General James Ironwood sat alone in his office, with only the soft glow of multiple holo screens accompanying him. The lights casted a pale shine across the polished steel and glass that defined the space.
His attention was fixed on the files hovering before him.
Rows of data scrolled past with methodical precision. Patrol reports. LUCID readiness updates. Centurion deployment timelines. Political correspondence from council members who wanted reassurance, influence, or both. Each document was reviewed, categorized, and dismissed with practiced efficiency.
James Ironwood believed in preparation, in knowing more than his enemies, moving before they did, and never allowing sentiment to cloud judgment. Atlas was strong because it planned and because it acted.
This was a mindset that had been adopted by all the rank 3s before him and one that he would continue to adopt.
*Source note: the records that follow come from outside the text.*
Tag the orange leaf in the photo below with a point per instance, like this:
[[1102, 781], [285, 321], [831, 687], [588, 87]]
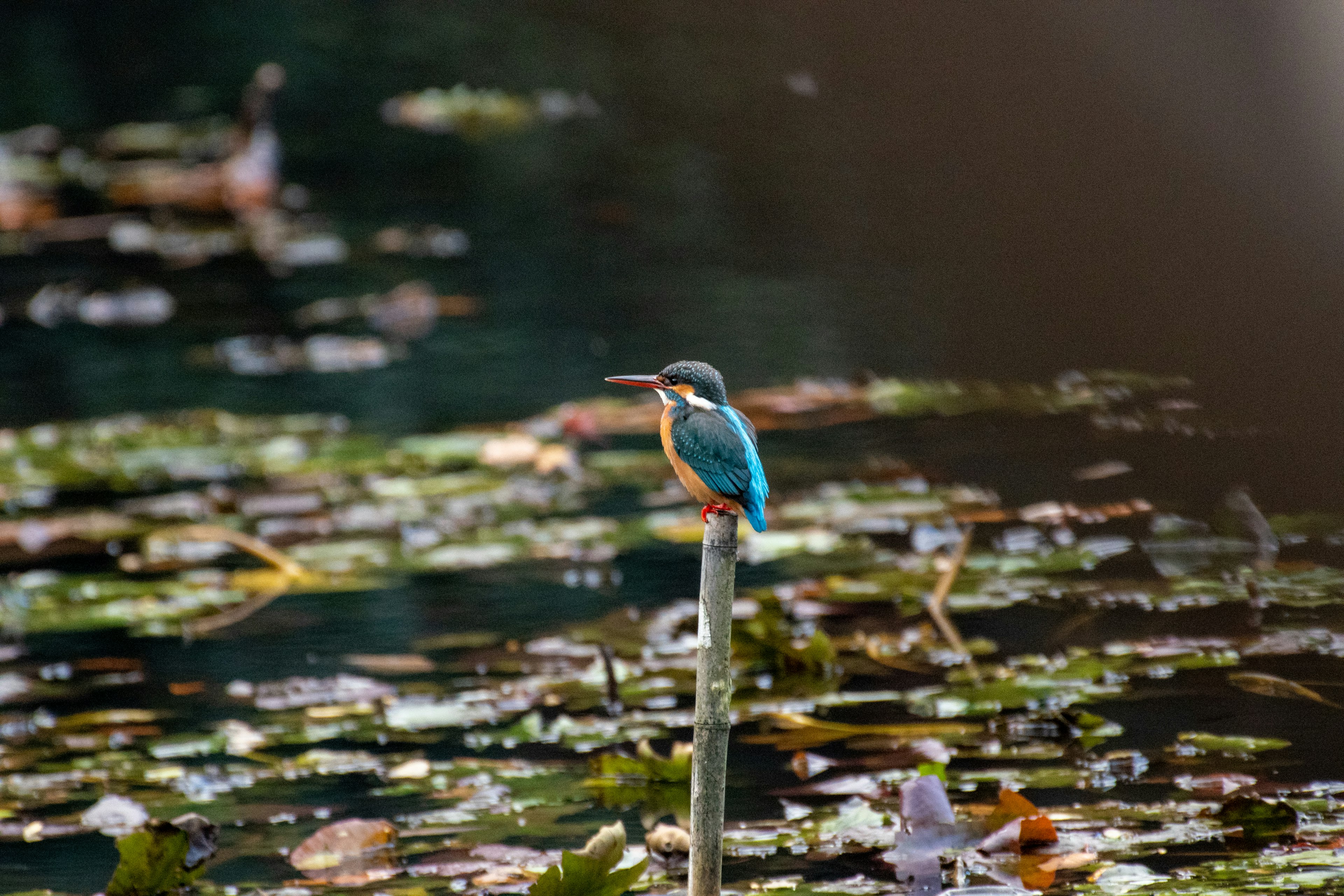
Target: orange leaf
[[1011, 805], [1037, 832]]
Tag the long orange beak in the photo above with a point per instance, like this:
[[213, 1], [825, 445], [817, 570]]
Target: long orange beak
[[647, 381]]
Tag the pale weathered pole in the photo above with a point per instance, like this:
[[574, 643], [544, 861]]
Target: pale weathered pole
[[713, 696]]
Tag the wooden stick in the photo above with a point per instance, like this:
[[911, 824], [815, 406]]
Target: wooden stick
[[713, 696], [940, 598], [288, 567]]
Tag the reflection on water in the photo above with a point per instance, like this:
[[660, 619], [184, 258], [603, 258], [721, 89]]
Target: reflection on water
[[475, 216]]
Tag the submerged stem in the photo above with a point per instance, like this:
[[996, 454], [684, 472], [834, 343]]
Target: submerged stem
[[940, 600]]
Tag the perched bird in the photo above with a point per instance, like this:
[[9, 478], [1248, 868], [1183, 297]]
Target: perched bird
[[712, 445]]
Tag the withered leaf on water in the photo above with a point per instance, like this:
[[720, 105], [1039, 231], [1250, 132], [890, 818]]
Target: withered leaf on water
[[804, 731], [1270, 686], [347, 847]]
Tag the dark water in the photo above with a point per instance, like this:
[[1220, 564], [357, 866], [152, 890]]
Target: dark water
[[969, 194]]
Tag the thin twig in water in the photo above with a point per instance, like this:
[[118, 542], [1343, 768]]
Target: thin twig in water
[[288, 569], [940, 600]]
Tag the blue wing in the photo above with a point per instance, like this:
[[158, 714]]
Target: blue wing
[[721, 449], [758, 489]]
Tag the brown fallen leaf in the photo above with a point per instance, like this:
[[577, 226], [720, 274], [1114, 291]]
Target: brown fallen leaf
[[1269, 686], [349, 849]]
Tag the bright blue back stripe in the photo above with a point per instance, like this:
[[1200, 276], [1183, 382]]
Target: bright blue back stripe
[[758, 491]]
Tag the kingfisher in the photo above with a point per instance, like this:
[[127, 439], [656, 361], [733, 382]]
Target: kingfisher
[[712, 445]]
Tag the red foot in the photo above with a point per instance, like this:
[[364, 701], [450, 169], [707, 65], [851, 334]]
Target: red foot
[[714, 508]]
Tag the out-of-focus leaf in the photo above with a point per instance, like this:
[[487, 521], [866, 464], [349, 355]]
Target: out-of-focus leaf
[[154, 862], [589, 871], [816, 731], [1270, 686], [1199, 742], [1259, 819]]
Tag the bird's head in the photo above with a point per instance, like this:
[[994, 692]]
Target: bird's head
[[694, 382]]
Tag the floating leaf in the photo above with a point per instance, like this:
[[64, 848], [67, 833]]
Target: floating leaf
[[1199, 742], [589, 871], [354, 847], [804, 731], [154, 862], [1259, 819]]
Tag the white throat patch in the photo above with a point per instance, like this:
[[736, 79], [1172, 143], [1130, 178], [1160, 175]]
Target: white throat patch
[[702, 404]]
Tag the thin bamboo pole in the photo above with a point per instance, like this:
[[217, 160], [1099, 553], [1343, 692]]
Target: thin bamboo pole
[[713, 696]]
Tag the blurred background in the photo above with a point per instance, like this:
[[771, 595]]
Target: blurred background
[[917, 189], [422, 217]]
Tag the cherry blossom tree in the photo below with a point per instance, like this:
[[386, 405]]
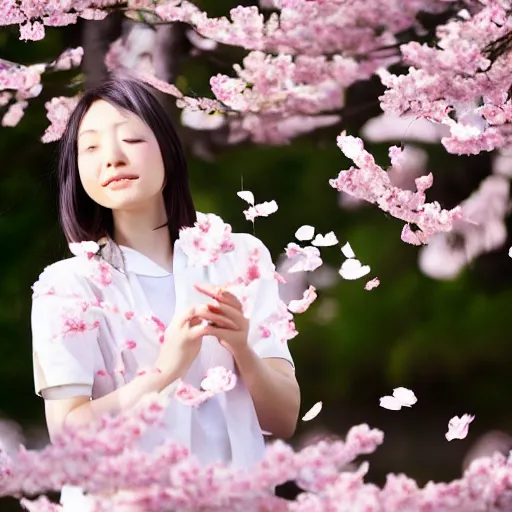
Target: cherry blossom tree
[[443, 75]]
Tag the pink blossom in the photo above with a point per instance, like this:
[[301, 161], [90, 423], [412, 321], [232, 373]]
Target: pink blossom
[[33, 31], [261, 210], [14, 113], [88, 249], [458, 427], [59, 110], [204, 242], [218, 379], [299, 306], [370, 182]]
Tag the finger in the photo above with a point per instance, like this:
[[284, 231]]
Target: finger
[[220, 320], [221, 295], [235, 315], [189, 314], [218, 332]]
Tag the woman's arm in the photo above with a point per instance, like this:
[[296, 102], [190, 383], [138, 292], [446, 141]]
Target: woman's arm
[[274, 391], [82, 410]]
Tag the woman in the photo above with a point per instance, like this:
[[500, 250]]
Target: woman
[[123, 180]]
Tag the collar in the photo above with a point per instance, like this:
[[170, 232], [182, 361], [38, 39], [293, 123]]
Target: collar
[[126, 259]]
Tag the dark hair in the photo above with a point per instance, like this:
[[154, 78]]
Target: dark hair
[[81, 218]]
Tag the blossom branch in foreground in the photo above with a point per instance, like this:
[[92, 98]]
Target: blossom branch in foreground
[[105, 459], [370, 182]]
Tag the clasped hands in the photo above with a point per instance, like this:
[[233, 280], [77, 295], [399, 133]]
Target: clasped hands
[[225, 318]]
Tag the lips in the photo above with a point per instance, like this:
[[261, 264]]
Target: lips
[[119, 177]]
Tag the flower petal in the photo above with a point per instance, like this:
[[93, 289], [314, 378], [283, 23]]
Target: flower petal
[[313, 412], [390, 403], [305, 232]]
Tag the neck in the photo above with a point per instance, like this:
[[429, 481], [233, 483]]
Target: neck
[[136, 229]]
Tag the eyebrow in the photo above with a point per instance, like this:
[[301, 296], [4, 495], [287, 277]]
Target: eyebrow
[[91, 130]]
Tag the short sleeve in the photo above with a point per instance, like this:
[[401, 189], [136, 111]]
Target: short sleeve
[[271, 324], [64, 331]]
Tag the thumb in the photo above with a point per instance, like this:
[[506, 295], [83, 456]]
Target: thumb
[[188, 316]]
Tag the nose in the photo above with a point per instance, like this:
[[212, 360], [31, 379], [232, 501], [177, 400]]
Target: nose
[[113, 155]]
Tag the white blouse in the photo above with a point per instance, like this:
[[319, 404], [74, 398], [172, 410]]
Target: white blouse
[[98, 322]]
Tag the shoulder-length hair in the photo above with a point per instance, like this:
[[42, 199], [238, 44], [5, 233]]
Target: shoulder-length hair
[[81, 218]]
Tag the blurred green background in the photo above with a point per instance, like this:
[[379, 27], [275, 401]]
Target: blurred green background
[[447, 341]]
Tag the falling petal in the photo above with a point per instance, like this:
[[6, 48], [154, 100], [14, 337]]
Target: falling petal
[[352, 269], [458, 427], [313, 412], [261, 210], [405, 396], [247, 196], [84, 248], [327, 240], [305, 232], [301, 305], [373, 283], [347, 251], [390, 403]]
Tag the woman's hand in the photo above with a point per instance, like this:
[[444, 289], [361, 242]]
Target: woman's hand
[[182, 342], [226, 319]]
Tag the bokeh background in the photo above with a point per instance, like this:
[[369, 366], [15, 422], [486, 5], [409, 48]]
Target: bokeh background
[[447, 340]]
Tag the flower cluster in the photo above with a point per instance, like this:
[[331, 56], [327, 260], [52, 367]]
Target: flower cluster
[[206, 240], [117, 475], [370, 182]]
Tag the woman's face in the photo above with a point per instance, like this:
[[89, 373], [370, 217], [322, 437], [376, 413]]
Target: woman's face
[[119, 160]]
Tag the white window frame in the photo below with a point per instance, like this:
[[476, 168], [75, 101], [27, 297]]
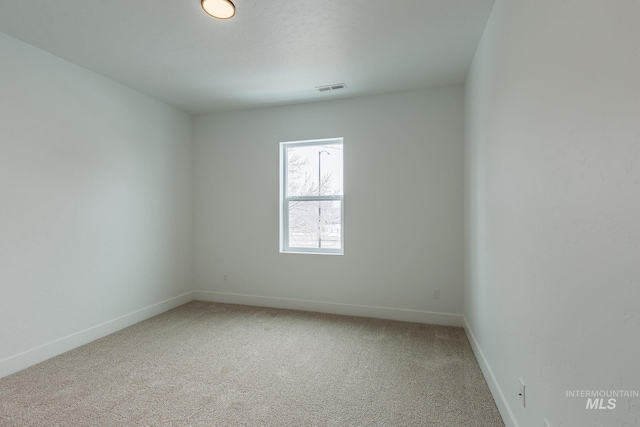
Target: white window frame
[[285, 199]]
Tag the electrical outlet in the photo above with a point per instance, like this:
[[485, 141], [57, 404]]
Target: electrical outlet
[[522, 393]]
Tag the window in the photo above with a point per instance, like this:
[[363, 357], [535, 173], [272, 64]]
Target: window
[[311, 198]]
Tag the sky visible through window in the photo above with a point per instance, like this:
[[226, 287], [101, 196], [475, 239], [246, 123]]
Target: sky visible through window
[[315, 171]]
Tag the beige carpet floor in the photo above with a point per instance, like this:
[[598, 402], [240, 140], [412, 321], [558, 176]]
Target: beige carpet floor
[[209, 364]]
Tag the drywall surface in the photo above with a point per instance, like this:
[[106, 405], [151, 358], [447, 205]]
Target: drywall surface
[[403, 202], [552, 133], [95, 195]]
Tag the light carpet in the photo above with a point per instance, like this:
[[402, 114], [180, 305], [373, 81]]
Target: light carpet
[[210, 364]]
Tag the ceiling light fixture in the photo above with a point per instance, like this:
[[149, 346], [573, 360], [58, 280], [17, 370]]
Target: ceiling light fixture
[[221, 9]]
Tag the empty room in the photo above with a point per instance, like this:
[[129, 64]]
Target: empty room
[[320, 213]]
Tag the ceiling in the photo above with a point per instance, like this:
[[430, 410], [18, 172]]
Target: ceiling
[[273, 52]]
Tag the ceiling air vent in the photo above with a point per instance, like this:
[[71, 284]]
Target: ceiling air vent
[[331, 87]]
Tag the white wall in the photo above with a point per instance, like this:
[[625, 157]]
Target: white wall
[[95, 215], [553, 207], [403, 186]]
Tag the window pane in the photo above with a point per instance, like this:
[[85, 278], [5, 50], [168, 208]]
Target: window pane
[[314, 170], [315, 224]]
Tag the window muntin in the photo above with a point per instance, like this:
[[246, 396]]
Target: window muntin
[[312, 208]]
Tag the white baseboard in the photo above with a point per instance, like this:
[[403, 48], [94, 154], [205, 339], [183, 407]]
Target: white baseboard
[[333, 308], [39, 354], [496, 391]]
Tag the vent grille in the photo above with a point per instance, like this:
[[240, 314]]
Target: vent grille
[[327, 88]]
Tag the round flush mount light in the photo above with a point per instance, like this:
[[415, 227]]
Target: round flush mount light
[[221, 9]]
A sharp chime interrupted the quiet rhythm of his work and the office door suddenly slid open.
Ironwood looked up.
The man who entered was tall and broad shouldered, his posture sharp even as he moved at speed. Short, spiked hair framed a face marked by alertness rather than age. His piercing green eyes were focused, intense, and very awake. He wore the uniform of the specialized Ace Operatives, with the insignia catching the light as he came to a halt several steps inside the office.
Clover Ebi.
One of Ironwood's most reliable subordinates.
Clover snapped into a crisp salute. "Sir."
Ironwood returned the salute with a brief nod. "Report."
Clover straightened. "We've had a confirmed sighting of a Sleepless agent in Atlesian territory."
Ironwood's fingers stilled against the edge of his desk.
"Location?" he asked.
"Rime," Clover replied immediately. "Two hours ago."
Ironwood's brow furrowed. "Confirmed?"
"Yes, sir. Visual confirmation from multiple angles."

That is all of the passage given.